What causes IT band syndrome?
The iliotibial band, more commonly referred to as the IT band, is a long thick band of connective tissue that crosses both the lateral hip and knee joints. The IT band is helpful in stabilizing the lateral side of the leg, but can be blamed for many common hip and knee problems. But is the IT band itself really the problem?
The IT band originates in the lateral hip region on the iliac crest, crosses over the lateral hip, then crosses the knee joint and inserts on the lateral tibia. The IT band encloses the tensor fascia latae, and receives most of the tendon from the gluteus maximus. The IT band also attaches distally to several other structures, including the biceps femoris and vastus lateralis muscles, as well as attaching to the patella.

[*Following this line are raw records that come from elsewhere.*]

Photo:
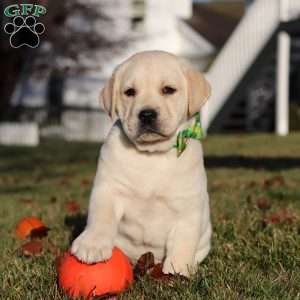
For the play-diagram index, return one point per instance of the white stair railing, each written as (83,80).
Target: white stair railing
(247,41)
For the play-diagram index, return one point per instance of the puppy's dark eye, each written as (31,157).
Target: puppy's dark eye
(168,90)
(130,92)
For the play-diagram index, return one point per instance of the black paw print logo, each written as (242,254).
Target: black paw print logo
(24,32)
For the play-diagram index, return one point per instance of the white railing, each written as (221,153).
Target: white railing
(240,51)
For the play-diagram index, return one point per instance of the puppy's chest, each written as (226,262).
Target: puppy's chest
(148,221)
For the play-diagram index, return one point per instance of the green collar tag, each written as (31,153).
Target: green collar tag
(192,132)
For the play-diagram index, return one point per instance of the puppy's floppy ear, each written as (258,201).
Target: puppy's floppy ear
(108,97)
(198,89)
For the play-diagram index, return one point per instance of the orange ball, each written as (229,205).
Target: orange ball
(80,279)
(27,225)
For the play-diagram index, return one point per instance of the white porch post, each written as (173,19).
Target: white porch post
(282,77)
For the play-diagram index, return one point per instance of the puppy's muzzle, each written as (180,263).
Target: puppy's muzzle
(148,118)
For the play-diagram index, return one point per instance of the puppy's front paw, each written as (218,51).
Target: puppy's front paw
(171,266)
(91,248)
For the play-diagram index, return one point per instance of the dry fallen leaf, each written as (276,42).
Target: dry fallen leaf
(32,248)
(157,273)
(274,181)
(281,216)
(72,206)
(144,263)
(263,203)
(39,233)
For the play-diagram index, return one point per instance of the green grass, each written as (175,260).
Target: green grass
(249,259)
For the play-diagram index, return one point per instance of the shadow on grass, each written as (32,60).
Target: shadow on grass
(239,161)
(76,223)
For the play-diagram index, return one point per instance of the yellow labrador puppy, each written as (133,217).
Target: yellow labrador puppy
(144,197)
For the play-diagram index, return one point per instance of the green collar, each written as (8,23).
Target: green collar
(192,132)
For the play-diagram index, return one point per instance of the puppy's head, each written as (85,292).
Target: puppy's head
(152,93)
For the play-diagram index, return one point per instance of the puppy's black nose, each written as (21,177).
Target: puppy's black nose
(148,116)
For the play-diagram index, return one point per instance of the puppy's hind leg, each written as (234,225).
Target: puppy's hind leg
(204,245)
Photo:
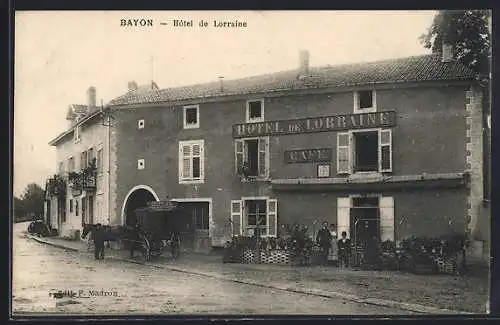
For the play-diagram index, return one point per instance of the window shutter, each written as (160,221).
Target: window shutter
(238,155)
(385,150)
(272,217)
(343,215)
(236,213)
(181,162)
(355,101)
(263,156)
(343,154)
(387,218)
(202,160)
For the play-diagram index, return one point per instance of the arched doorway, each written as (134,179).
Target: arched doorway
(137,198)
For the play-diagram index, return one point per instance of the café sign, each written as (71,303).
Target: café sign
(162,205)
(308,155)
(316,124)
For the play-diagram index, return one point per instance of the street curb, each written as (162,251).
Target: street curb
(314,292)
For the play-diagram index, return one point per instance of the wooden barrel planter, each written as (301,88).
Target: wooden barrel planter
(273,256)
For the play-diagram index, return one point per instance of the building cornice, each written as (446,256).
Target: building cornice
(84,120)
(294,92)
(376,182)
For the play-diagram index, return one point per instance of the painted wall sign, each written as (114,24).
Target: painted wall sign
(162,205)
(308,155)
(316,124)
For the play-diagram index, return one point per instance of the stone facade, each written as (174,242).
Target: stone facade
(421,146)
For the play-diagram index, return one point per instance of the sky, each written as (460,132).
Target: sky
(59,55)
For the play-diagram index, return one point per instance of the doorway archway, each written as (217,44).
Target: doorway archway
(138,197)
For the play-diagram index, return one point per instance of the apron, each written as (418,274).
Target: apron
(333,254)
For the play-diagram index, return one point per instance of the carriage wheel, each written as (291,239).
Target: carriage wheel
(146,250)
(176,251)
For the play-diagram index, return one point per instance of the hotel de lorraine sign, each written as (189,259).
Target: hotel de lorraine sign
(316,124)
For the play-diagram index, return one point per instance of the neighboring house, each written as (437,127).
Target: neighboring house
(81,147)
(389,148)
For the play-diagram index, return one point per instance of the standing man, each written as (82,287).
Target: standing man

So, there are a couple of questions I want to address. The first question: does IT band tightness cause pain? As previously stated, the IT band is a thick band of connective tissue. Research has failed to show that the actual IT band can become shorter or longer. However, the muscles that attach to the IT band can become shortened or weakened, which causes the IT band to place pressure in areas that cause pain. For example, the IT band rubbing across the greater trochanter of the hip can cause inflammation, commonly known as hip bursitis. The IT band rubbing across the lateral knee can also cause pain, which is very common in runners. Other areas of dysfunction in the leg, such as faulty foot mechanics, can also place increased stress on the IT band during activities that require repetitive knee flexion and extension, such as running.

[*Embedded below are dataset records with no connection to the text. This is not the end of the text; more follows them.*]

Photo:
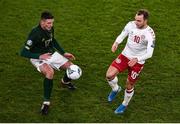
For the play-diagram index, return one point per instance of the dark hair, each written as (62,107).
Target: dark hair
(143,12)
(46,15)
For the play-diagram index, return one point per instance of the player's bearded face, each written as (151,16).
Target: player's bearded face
(47,24)
(140,22)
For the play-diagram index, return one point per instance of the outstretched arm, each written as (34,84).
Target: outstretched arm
(120,38)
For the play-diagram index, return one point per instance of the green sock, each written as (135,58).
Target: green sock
(48,85)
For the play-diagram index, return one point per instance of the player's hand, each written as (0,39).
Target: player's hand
(69,56)
(132,62)
(45,56)
(114,47)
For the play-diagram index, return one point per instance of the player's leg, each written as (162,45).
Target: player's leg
(48,72)
(128,94)
(129,91)
(117,66)
(66,81)
(111,77)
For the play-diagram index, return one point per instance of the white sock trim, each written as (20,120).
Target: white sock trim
(113,84)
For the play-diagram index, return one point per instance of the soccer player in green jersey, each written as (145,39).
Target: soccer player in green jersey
(46,55)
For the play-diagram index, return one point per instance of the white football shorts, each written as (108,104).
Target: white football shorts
(56,61)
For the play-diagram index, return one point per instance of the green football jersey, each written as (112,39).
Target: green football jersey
(39,42)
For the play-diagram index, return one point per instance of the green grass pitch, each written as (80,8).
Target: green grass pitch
(87,28)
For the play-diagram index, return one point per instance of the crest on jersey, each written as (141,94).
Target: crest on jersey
(142,37)
(118,60)
(29,42)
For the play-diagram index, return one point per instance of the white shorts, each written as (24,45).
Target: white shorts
(56,61)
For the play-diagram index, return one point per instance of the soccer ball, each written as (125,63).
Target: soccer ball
(74,72)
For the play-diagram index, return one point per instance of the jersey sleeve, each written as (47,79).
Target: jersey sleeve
(150,47)
(123,34)
(26,50)
(58,47)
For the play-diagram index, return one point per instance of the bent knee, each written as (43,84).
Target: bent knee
(50,74)
(48,71)
(110,76)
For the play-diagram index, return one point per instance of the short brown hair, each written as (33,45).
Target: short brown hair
(143,12)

The next question to address: How do we treat pain that we feel is coming from the IT band? Again, the IT band itself is likely not the problem here. So be nice to it. Smashing your IT band along a foam roller may cause increased inflammation and although it may give you a temporary sensation of relief following foam rolling (or perhaps your IT band is just happy it isn't being smashed any more), it won't fix the problem. Because as stated before, the problem isn't a tight IT band. It is dysfunction elsewhere, likely in the hip or the foot/ankle, which is causing increased stress on the IT band.
So to really answer the question of what causes IT band syndrome, individuals experiencing this pain should have an individualized assessment. A movement professional should assess their range of motion, strength, and most importantly, watch them move. Addressing the dysfunction above and below the knee will likely resolve the symptoms of "IT band syndrome".